If you are a fan of sweet potato, I promise you will love this recipe!
Completely: gluten free, grain free, sugar free & vegan.
- 2 tablespoons olive oil
- 4 cloves of garlic
- 1 brown onion
- 1/2 tablespoon garam masala
- 2 dry bay leaves
- 1 can of lentils
- 1 carrot finely diced
- 3 fresh tomatoes diced
- 2 tablespoons tomato paste (or one of the small tubs)
- 1 can of chopped tomatoes
- 1 cup of frozen/fresh peas
- 2 tablespoons of dried/fresh herbs
- Chopped fresh parsely
- Salt & pepper
- 1 large or 2 medium sweet potatoes
- 1/2 cup coconut milk (could also use almond milk or water from the pot)
- Fry off the chopped onion and garlic in the olive oil until brown in a large pot.
- Add garam masala and bay leaves – fry for about 1 minute.
- Add the lentils (drained), diced fresh and canned tomatoes and carrot.
- Simmer until the carrot is softer and add the peas – simmer for another 5 minutes.
- While simmering peel and chop the sweet potato and steam in boiling water.

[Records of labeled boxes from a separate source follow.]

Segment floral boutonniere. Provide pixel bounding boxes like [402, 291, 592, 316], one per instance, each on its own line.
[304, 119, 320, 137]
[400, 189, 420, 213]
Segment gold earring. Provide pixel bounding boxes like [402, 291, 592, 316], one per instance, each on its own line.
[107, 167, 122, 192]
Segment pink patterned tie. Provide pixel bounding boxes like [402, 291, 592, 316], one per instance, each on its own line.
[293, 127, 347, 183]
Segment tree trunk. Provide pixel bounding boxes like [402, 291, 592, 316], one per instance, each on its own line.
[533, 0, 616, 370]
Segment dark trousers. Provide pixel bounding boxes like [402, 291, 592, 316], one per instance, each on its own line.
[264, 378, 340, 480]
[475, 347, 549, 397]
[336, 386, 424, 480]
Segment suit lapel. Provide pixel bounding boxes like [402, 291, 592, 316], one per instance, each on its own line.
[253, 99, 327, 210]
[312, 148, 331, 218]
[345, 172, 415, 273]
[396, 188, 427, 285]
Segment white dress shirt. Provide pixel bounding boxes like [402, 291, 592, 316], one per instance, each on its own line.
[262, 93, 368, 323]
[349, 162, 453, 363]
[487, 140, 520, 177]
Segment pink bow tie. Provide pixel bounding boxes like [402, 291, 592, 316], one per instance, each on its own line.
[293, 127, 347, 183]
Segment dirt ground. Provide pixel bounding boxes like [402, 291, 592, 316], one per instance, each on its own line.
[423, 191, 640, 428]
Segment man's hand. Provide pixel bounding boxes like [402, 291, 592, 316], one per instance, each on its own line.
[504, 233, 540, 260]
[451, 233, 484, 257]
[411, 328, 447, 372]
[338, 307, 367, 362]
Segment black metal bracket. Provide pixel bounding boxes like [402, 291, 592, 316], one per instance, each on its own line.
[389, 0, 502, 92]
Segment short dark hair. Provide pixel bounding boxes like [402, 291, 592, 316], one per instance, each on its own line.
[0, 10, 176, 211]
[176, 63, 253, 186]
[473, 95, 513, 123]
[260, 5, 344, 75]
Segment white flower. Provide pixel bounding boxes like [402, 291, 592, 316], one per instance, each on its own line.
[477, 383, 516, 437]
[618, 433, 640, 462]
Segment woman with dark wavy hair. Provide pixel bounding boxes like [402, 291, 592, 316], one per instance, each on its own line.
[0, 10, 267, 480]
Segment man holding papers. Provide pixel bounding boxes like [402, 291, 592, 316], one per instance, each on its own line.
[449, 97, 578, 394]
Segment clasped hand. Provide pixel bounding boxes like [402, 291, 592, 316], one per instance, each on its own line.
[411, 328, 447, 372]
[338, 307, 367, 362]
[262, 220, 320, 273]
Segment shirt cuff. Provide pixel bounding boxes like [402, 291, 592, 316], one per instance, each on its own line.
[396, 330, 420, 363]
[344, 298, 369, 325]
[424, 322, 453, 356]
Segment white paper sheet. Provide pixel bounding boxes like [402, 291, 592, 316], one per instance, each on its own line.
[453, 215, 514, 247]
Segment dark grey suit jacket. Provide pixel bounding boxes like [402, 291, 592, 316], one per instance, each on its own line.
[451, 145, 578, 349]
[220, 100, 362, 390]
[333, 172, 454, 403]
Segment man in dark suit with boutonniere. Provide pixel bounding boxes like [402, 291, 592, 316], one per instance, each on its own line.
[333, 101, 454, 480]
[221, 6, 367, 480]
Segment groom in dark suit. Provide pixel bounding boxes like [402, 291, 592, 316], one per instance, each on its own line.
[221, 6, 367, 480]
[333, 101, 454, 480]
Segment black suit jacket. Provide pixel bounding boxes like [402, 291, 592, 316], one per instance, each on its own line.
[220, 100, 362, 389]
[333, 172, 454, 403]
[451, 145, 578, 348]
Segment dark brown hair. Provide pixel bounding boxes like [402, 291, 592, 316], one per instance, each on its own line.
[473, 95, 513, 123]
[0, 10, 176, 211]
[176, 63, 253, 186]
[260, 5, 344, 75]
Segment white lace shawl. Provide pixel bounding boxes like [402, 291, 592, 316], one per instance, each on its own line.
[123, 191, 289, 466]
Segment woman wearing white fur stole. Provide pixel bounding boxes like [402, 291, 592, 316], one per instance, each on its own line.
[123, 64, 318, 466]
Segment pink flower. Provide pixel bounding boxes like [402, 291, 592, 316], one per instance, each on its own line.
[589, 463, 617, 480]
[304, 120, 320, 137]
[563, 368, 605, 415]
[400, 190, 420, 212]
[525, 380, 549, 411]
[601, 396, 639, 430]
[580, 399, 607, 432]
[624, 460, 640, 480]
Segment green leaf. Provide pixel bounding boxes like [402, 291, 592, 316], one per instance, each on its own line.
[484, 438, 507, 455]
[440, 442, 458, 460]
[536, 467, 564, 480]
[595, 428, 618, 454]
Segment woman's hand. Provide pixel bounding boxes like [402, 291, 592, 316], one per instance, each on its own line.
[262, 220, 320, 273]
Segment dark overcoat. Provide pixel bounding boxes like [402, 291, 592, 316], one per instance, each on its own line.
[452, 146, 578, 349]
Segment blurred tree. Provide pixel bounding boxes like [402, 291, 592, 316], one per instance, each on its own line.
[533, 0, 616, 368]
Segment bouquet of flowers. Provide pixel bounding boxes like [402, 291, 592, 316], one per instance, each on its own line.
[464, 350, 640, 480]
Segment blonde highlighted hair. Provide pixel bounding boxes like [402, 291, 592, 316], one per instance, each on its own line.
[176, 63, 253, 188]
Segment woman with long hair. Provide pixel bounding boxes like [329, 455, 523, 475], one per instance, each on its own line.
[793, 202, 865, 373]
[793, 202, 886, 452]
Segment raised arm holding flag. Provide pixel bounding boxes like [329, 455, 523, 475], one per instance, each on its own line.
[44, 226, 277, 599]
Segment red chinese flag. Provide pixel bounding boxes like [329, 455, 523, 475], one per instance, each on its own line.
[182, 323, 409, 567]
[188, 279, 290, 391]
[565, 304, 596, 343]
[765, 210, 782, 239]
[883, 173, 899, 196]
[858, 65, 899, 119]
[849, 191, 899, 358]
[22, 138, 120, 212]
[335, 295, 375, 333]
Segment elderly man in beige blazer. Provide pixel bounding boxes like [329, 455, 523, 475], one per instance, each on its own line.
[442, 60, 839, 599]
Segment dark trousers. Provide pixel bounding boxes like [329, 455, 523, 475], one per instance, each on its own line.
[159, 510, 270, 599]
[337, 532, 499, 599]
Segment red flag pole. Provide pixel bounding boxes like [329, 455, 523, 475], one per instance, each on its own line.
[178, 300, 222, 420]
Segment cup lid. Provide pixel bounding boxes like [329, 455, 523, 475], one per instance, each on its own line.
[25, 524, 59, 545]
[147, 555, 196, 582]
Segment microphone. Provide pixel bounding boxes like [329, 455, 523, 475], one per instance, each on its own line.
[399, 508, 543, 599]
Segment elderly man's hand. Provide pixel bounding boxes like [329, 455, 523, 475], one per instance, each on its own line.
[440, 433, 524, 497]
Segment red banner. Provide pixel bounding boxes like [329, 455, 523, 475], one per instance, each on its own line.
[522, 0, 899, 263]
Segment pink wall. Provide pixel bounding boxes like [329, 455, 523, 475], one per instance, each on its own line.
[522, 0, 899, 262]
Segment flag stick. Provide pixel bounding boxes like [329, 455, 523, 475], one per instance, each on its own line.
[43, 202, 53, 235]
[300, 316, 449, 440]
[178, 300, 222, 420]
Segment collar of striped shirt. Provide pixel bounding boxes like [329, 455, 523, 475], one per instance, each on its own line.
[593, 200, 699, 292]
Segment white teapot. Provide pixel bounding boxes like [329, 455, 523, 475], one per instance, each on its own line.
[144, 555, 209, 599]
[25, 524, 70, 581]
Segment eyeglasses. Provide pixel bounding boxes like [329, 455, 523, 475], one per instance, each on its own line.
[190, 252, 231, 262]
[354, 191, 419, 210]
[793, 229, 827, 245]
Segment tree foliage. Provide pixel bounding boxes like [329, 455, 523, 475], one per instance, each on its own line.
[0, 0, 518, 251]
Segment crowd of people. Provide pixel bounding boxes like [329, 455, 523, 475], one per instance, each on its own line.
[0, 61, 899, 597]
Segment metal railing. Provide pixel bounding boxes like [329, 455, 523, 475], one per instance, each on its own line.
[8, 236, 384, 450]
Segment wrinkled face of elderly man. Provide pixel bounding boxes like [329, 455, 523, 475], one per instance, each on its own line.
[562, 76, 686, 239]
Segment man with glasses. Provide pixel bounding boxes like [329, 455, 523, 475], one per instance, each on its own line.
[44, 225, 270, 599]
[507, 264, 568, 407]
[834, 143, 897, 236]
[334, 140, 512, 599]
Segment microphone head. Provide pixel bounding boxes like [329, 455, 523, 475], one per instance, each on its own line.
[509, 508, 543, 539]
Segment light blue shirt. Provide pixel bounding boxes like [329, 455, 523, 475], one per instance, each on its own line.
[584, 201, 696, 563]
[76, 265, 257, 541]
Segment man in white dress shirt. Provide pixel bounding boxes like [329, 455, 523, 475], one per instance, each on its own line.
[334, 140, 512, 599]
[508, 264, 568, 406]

- Take lentil mix off the heat and stir in the herbs, salt and pepper.
- Remove the bay leaves.
- Once the sweet potato is soft add to a food processor or blender with about 1/2 cup of coconut milk (add more if required). Blend until the potato is smooth and creamy.
- Press down the lentil mix into the pot and spoon the mashed sweet potato over the top.
- Smooth out the potato, put a lid on the pot and cook at 180 degrees for about half an hour or until the potato begins to brown and crisp.
- Spoon directly out of the pot to serve.